A downgrade of Portugal's credit rating to junk status underlines how the Greek crisis is poisoning other weak countries in the euro zone, regardless of their own efforts to shrink their debt and return to growth.
Moody's Investors Service on Tuesday became the first rating agency to cut Portugal below investment grade, causing the 10-year Portuguese government bond yield to leap more than 1 percentage point to euro-era highs.
The agency cited worries that administrative problems and slow economic growth might prevent the Portuguese government from hitting ambitious targets to shrink its budget deficit over the next three years under a €78-billion international bailout.

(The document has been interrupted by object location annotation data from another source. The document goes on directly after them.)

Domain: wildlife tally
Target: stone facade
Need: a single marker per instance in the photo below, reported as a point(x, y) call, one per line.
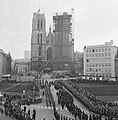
point(99, 60)
point(63, 41)
point(55, 49)
point(5, 63)
point(79, 62)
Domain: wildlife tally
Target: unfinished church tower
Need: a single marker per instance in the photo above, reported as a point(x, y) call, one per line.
point(38, 38)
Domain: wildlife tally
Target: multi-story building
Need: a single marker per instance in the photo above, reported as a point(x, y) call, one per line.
point(54, 50)
point(22, 66)
point(99, 60)
point(63, 41)
point(27, 54)
point(79, 62)
point(5, 63)
point(38, 38)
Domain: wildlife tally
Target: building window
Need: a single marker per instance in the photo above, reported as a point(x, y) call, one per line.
point(38, 39)
point(87, 60)
point(41, 38)
point(109, 54)
point(41, 24)
point(38, 24)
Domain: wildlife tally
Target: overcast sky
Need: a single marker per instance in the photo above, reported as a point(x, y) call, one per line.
point(95, 22)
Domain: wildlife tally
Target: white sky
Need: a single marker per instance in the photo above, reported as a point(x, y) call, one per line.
point(95, 22)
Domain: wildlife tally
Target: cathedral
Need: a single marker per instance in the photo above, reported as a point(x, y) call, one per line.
point(54, 50)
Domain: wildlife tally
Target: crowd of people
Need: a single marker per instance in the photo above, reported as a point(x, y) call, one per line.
point(102, 108)
point(66, 100)
point(13, 109)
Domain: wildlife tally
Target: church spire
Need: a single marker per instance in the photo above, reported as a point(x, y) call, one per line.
point(50, 29)
point(39, 8)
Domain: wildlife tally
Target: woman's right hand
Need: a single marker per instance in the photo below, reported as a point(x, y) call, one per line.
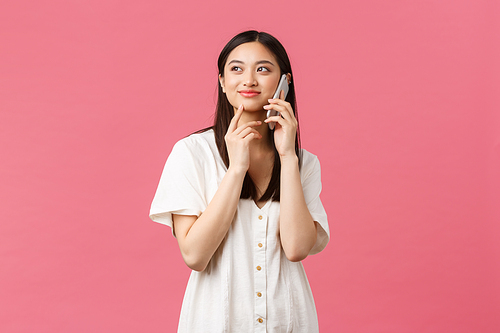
point(238, 140)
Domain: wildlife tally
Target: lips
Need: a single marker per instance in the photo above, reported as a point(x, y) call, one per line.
point(249, 93)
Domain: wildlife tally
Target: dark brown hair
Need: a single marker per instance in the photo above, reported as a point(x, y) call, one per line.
point(225, 112)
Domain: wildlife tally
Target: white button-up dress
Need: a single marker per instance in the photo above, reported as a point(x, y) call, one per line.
point(249, 285)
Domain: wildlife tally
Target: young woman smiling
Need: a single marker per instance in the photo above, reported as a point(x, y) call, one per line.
point(243, 202)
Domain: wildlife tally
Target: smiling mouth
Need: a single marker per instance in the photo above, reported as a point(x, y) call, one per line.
point(248, 93)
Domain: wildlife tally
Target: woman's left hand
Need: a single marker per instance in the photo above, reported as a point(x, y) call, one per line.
point(285, 128)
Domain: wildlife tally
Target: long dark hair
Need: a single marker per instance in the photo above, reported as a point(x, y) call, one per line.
point(225, 112)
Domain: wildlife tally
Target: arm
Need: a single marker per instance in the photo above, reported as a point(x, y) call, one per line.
point(297, 227)
point(199, 237)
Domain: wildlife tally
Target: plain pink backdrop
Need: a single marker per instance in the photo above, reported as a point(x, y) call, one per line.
point(399, 99)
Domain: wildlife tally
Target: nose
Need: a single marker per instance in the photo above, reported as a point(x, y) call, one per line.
point(249, 79)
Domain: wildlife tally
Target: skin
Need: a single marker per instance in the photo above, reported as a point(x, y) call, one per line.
point(251, 66)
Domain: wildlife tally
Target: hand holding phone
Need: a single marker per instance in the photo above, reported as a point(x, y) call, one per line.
point(283, 85)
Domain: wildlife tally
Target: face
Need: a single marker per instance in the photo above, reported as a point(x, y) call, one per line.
point(251, 76)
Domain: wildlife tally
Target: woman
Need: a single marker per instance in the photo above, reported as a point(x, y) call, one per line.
point(243, 202)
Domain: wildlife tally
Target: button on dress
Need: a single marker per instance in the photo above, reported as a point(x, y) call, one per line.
point(249, 285)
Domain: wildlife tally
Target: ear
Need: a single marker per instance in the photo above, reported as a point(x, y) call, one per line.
point(221, 81)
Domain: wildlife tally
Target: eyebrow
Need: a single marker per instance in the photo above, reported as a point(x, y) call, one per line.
point(257, 63)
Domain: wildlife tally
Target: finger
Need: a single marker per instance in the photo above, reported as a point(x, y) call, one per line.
point(279, 108)
point(234, 122)
point(250, 124)
point(247, 131)
point(252, 136)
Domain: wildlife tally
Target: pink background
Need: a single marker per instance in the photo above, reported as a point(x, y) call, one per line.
point(399, 99)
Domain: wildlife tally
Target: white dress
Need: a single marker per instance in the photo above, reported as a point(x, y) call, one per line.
point(249, 285)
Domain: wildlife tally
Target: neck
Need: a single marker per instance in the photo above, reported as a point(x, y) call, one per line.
point(263, 129)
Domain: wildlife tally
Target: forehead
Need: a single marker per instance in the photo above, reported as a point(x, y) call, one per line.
point(251, 53)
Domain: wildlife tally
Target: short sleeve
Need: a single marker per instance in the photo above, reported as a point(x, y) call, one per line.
point(311, 184)
point(182, 185)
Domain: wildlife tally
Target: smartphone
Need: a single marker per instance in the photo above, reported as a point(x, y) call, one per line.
point(283, 85)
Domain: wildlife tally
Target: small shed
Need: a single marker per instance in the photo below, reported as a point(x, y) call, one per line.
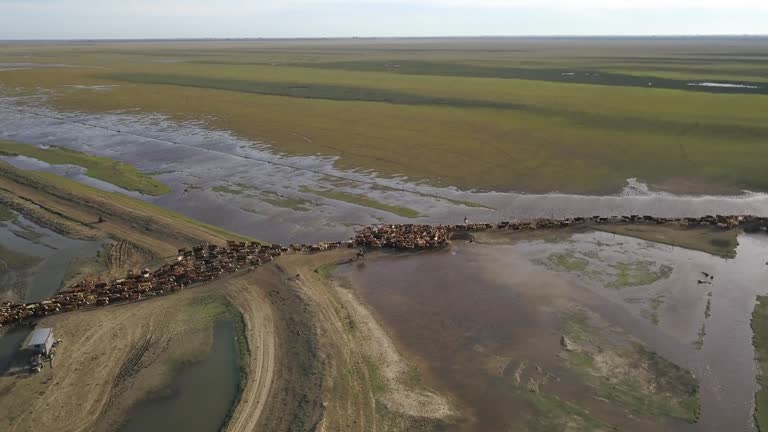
point(41, 341)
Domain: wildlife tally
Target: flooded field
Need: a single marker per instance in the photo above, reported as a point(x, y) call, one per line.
point(42, 259)
point(577, 332)
point(201, 394)
point(244, 186)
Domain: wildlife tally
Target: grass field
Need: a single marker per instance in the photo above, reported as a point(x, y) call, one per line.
point(108, 170)
point(488, 114)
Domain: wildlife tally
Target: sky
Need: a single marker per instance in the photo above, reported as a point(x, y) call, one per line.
point(143, 19)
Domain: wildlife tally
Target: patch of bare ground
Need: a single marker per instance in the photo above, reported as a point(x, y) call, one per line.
point(98, 344)
point(116, 356)
point(113, 261)
point(369, 385)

But Moody's also said efforts by the European Union to have private investors bear part of the burden of supporting Greece, through a "voluntary" rollover of maturing Greek debt, threatened investor confidence in Portugal as well.
If investors believe the EU may follow the Greek model and pressure them into bearing part of the cost of future aid to Portugal, they may become less willing to lend to Lisbon, reducing the chance that it can resume borrowing from markets in 2013 as planned, Moody's said.
The malignant example of Greece, rather than anything that has happened inside Portugal in the past few months, appears to be the main reason for the decision by Moody's to slash Lisbon's rating by four notches, other analysts said.
"I think the main problem internally is growth and on that side not much has changed," said Diego Iscaro, an economist at IHS Global Insight. "So four notches is possibly more to do with Europe-wide developments.
"The concern of Moody's is that we may see a repetition of Greece with Portugal next year. It is a different situation, but what Moody's is saying is that the resolution with the private sector may be the same."
The Moody's downgrade means many investors will now view Portugal as the euro zone's biggest danger spot after Greece. Until recently, that position was held by Ireland, which is still rated as investment grade by all three major agencies; perceptions began to change when the Portuguese 10-year bond yield rose above the Irish yield in mid-June.
Richard McGuire, interest rate strategist at Rabobank, said the Moody's downgrade had underlined that "in terms of 'restructuring dominoes,' Portugal is the next man standing."
"The prospect, or even simple speculation, of a series of defaults will increase the risk of contagion spreading," Mr. McGuire said.